Nevada’s new medical marijuana legislation has run into an economic roadblock. Proposed regulations to put SB 374 into effect would require people seeking cultivation and dispensary licenses to have at least $250,000 available to them, as well as a $5,000 non-refundable deposit to file an application. Growers and dispensaries would also be required to secure zoning approval.

At a Division of Public and Behavioral Health hearing earlier this month, speakers testified that the requirements would discriminate against the poor and minorities, and could raise the price of medical marijuana, making it too expensive for patients. Health services management worker David Udy said that the regulations could drive the cost of medical pot as high as $400 an ounce. Proponents of the law also requested a discount program for veterans and senior citizens.

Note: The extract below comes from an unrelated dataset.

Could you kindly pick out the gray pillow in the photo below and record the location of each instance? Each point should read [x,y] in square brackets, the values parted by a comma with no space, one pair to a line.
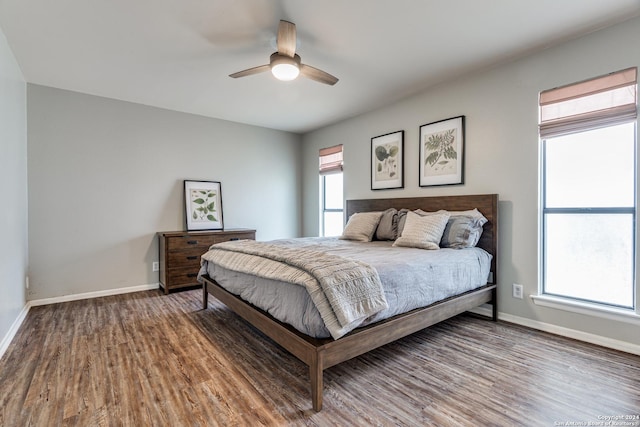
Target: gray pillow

Nevada introduced a basic medical marijuana program in 2001, allowing patients to grow their own medicine up to a total of seven plants. The new legislation would allow up to 66 dispensaries to provide for the state’s 4,000 card-holding patients unable to grow their own. The new bill, signed into law in June by Gov. Brian Sandoval, allows for licensed patients to grow up to 12 plants; however, Sen. Tick Segerblom, who sponsored the legislation, says that the grow-your-own option may be removed. He told reporters, “Cost is a concern. We hope some dispensaries will make exceptions for poor people, having reduced prices.”

Division deputy administrator Marla McDade-Williams heard testimony from dozens of speakers, but said there is little she can do about the requirements due to limitations in the bill. She presided over three days of hearings on tentative rules to put the law into effect by April 1, 2014. Additional public hearings will take place before the regulations are approved.